So, time for the finishing touches! You can see in the photo below that in the center panel there’s an arc of large silver sequins just above the floral appliqué around knee level.
I bought 10mm silver paillettes to attach to the dress– I only needed 20 paillettes for that section, but then I realized for the first time that the dress actually had more paillettes around the hem! Good thing they came in a package of 200…
So, not only are there swags of embroidered trim near the hem, but there also appears to be a row of silver paillettes following the lines of that trim with short line segments connecting the two. It’s really only obvious in this one photo, so it’s no wonder I missed it on my initial viewing:
See the little gray dots following the lines of white trim? Clearly paillettes. However, I can’t tell what the faint white lines are– it’s possible that, like the sleeve and neckline detail, they are embroidered lines of thread with clear sequin “leaves” on either side.

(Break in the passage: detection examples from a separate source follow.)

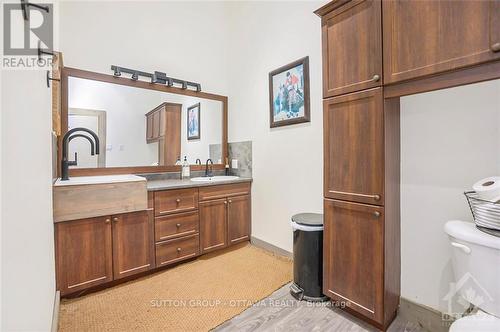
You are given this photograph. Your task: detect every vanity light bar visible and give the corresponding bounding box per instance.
[111,65,201,92]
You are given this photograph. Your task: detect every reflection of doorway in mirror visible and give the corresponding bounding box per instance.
[68,108,106,168]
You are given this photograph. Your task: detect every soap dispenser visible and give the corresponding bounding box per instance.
[182,156,191,179]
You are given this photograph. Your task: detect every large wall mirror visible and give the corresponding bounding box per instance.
[61,68,227,175]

But quite honestly, I did not have the patience to work those all the way around the hem of the gown, which is 120″ in circumference. It was just not going to happen. However, I was willing to glue rows of 4mm moonshine sequins connecting the paillettes to the trim– still a pain, but not nearly as bad as doing the leaf thing. All I had to do was place a line of glue dots and add sequins, and given all my practice it didn’t take nearly as much time as stitching lines of thread would have. I’m pretty sure that this isn’t perfectly accurate– the lines in the photo look completely solid, which is not the case with sequins– but I really did not want to be embroidering 120+ line segments, much less at the hem of the gown where no one would see them! (Honestly, if I’d thought of it in time I would’ve glued the “leaf” sequins to the skirt section rather than stitching them– it would’ve been a lot faster and no one would be looking that closely at the bottom of the skirt)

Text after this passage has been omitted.